ARREST did not directly compare the efficacy of amiodarone to that of lidocaine because the latter was an integral part of both treatment limbs. However, superiority of amiodarone demonstrated in ARREST was considered compelling enough to be acknowledged in the “Guidelines 2000 for Cardiopulmonary Resuscitation and Emergency Cardiovascular Care.”2 The evidence (“fair to good evidence”) was considered to be in favor of amiodarone as a class IIB indication; the drug was considered “acceptable, safe and useful,” and the evidence with respect to lidocaine was deemed “indeterminate” because the “research quantity and quality fell short of supporting a final class decision.”
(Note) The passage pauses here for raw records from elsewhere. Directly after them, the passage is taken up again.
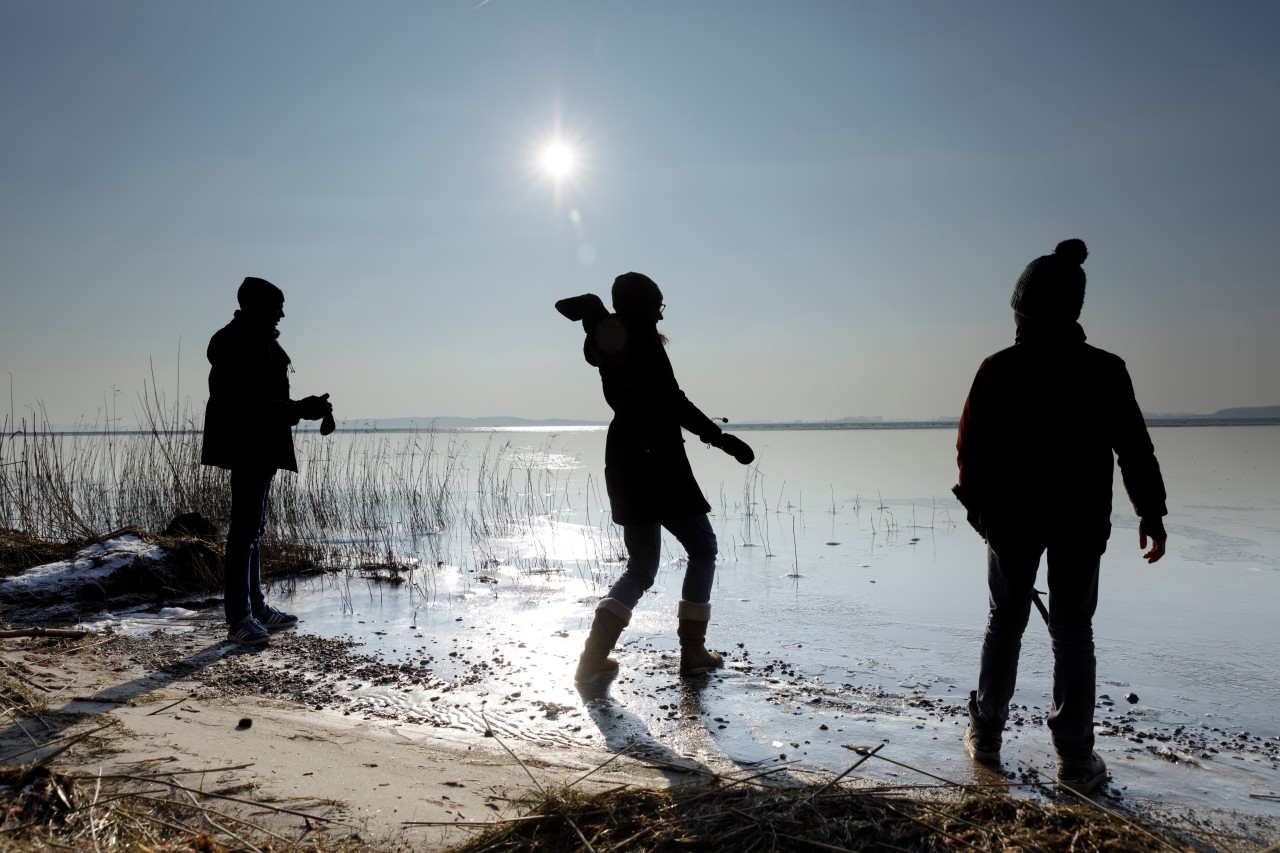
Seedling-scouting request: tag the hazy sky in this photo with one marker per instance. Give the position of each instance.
(835, 197)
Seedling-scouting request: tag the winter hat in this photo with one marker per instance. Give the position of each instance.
(259, 293)
(1052, 286)
(635, 293)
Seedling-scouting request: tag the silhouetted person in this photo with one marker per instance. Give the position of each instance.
(248, 425)
(647, 473)
(1034, 448)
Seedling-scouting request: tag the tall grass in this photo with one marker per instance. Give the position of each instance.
(392, 500)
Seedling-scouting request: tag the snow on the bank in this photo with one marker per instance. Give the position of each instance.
(94, 562)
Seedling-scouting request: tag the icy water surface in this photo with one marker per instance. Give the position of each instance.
(849, 601)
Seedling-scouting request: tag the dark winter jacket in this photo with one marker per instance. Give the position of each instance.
(647, 471)
(248, 418)
(1037, 437)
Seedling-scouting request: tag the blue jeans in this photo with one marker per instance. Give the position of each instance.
(242, 569)
(644, 546)
(1073, 597)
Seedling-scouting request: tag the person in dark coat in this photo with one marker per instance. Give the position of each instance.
(248, 429)
(1041, 428)
(647, 473)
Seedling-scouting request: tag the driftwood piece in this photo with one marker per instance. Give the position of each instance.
(69, 633)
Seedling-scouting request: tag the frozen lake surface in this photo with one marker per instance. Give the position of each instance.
(849, 601)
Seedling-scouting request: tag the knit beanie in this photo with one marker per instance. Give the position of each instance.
(635, 293)
(1051, 288)
(256, 293)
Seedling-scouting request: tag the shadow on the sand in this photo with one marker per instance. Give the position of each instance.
(626, 733)
(44, 733)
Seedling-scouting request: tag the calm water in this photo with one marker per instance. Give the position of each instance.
(850, 597)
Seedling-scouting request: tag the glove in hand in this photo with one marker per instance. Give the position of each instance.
(579, 308)
(1155, 528)
(736, 447)
(315, 407)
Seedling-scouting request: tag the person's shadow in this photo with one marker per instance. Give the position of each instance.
(627, 734)
(44, 735)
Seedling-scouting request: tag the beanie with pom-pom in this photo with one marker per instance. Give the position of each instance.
(1051, 288)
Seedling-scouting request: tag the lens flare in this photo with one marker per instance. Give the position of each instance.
(558, 160)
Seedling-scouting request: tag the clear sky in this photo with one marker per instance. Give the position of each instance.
(835, 197)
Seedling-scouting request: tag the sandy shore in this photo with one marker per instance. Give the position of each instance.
(256, 725)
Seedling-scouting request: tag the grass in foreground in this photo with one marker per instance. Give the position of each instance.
(812, 817)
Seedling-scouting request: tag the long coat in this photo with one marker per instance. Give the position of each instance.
(248, 418)
(1038, 432)
(647, 471)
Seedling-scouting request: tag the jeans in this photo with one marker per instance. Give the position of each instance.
(1073, 597)
(644, 544)
(242, 570)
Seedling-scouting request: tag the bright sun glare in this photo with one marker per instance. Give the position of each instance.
(558, 160)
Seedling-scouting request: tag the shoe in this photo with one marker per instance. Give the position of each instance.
(694, 657)
(595, 665)
(273, 617)
(250, 632)
(982, 744)
(1080, 775)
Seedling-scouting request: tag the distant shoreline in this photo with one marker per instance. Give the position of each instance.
(595, 425)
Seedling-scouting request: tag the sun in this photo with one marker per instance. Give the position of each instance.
(558, 160)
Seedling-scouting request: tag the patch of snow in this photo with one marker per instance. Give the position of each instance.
(94, 562)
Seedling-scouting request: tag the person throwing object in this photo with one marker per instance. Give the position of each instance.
(647, 473)
(248, 423)
(1034, 450)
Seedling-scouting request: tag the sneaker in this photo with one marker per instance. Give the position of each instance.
(273, 617)
(250, 632)
(1080, 775)
(982, 744)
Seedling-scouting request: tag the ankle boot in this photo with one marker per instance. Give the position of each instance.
(694, 657)
(595, 664)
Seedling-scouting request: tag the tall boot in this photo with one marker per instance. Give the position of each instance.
(595, 664)
(694, 657)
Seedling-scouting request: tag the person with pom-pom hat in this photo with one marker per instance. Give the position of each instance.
(1043, 424)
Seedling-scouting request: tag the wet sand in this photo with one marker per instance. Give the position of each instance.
(305, 723)
(266, 726)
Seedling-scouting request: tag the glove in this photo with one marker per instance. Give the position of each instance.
(579, 308)
(736, 447)
(314, 407)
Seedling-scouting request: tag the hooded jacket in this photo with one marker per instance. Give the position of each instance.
(1042, 427)
(647, 471)
(248, 418)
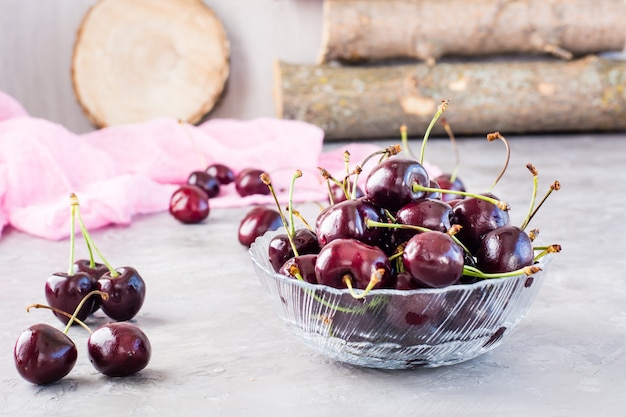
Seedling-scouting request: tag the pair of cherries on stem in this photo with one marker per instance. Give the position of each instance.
(44, 354)
(64, 291)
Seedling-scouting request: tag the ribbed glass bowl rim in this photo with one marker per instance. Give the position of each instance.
(259, 255)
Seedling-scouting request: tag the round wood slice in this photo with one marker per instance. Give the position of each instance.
(135, 60)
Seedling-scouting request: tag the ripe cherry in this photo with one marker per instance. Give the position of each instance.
(189, 204)
(44, 354)
(390, 183)
(433, 259)
(221, 172)
(303, 264)
(505, 249)
(206, 182)
(126, 291)
(347, 220)
(65, 291)
(477, 217)
(349, 263)
(119, 349)
(248, 182)
(280, 249)
(257, 221)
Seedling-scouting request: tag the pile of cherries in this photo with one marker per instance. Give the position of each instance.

The Azimilide Post-Infarct Survival Evaluation (ALIVE) trial was undertaken by Dorian and associates to compare the effects of lidocaine and amiodarone in shock-resistant patients with VF with out-of-hospital cardiac arrest.77 In ALIVE, 347 patients were enrolled if they were resistant to three shocks, intravenous epinephrine, and further shock or if they had recurrent VF after initial successful defibrillation. The randomization was in a double-blinded manner so that the drugs were given either as intravenous amiodarone plus lidocaine placebo or as lidocaine plus amiodarone placebo. The primary endpoint was the percentage of patients who survived to reach the hospital. On amiodarone, 22.8% of 188 patients reached the hospital compared with 12% of 167 patients on lidocaine. The difference was highly statistically significant (P = .009; odds ratio, 2.17; 95% confidence interval, 1.21 to 3.83). The comparative data from the ALIVE trial are summarized in Figure 80-6.